Can a horizontal gas well event receive the 5% royalty rate for 12 production months under New Well Royalty Rate and additional production months and volume caps under Horizontal Gas New Well Royalty Rate?

No.  The New Well Royalty Rate and Horizontal Gas New Well Royalty Rate will run concurrently. Therefore, a qualifying well event under New Well Royalty Rate and the Horizontal Gas New Well Royalty Rate will have a maximum of 18 production months and volume cap of 7,949 m3 oil equivalent (500 MMcf of gas).

Does oil production qualify for the 5% royalty rate under the Horizontal Gas New Well Royalty Rate?

Yes.  Oil production from the horizontal gas well event qualifies for the 5% maximum royalty rate and contributes to the caps.

What if a well has a gas well event and an oil well event in the same well, which caps would apply?

All production from horizontal oil well events contribute to the Horizontal Oil New Well Royalty Rate cap and all production from horizontal gas well events contribute towards the Horizontal Gas New Well Royalty Rate cap.

The volume cap for the Horizontal Oil New Well Royalty Rate is calculated using Crown production.

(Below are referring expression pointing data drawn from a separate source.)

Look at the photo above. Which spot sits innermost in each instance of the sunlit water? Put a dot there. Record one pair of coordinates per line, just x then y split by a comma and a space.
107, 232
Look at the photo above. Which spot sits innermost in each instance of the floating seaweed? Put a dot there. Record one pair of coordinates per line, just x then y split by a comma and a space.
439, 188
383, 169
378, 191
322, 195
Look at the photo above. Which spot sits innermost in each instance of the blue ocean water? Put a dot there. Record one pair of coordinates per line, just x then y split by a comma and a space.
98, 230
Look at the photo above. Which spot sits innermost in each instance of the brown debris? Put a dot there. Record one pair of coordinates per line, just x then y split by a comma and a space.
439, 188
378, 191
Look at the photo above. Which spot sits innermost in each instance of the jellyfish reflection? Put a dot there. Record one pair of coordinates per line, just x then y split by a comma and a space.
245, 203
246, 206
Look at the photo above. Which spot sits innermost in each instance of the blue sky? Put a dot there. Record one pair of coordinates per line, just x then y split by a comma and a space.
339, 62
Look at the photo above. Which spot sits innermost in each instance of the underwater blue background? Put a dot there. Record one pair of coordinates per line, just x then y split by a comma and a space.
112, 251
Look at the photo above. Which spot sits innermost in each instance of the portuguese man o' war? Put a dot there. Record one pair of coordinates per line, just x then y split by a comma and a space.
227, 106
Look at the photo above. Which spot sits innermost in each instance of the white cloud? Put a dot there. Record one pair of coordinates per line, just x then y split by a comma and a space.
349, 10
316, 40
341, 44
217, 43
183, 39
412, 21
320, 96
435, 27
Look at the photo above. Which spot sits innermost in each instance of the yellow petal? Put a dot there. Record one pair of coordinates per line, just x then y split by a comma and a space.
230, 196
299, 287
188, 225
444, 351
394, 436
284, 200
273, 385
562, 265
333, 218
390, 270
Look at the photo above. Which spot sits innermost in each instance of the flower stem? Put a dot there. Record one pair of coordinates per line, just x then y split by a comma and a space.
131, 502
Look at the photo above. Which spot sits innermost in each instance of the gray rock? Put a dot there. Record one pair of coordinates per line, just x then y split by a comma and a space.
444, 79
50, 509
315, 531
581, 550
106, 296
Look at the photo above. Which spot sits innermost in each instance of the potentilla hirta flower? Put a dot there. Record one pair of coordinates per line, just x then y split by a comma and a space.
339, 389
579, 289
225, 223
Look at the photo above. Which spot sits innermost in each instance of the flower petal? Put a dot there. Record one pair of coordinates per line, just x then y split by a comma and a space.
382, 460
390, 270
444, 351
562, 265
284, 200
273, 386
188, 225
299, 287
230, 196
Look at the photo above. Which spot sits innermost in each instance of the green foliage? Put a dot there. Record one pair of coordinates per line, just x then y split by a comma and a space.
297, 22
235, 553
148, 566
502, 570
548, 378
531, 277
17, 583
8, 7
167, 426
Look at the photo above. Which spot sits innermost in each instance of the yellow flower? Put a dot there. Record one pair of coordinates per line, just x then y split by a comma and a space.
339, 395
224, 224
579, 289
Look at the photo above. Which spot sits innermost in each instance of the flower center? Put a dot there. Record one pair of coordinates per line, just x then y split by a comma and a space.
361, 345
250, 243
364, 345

What is the Horizontal Gas New Well Royalty Rate for a gas well event?

Royalty is calculated at a maximum rate of 5% for qualifying horizontal gas well events.  The cap is 18 production months or 7,949 m3 oil equivalent (500 MMcf of gas).

The rate expires at either the volume cap or producing month cap, whichever is reached first. Where the volume cap is reached during a month, further production will have royalties calculated using the royalty curves.

Does each horizontal gas well event get its own cap?

No.  All horizontal gas well events or legs that qualify will contribute to a single volume cap and a single production month cap at the well level.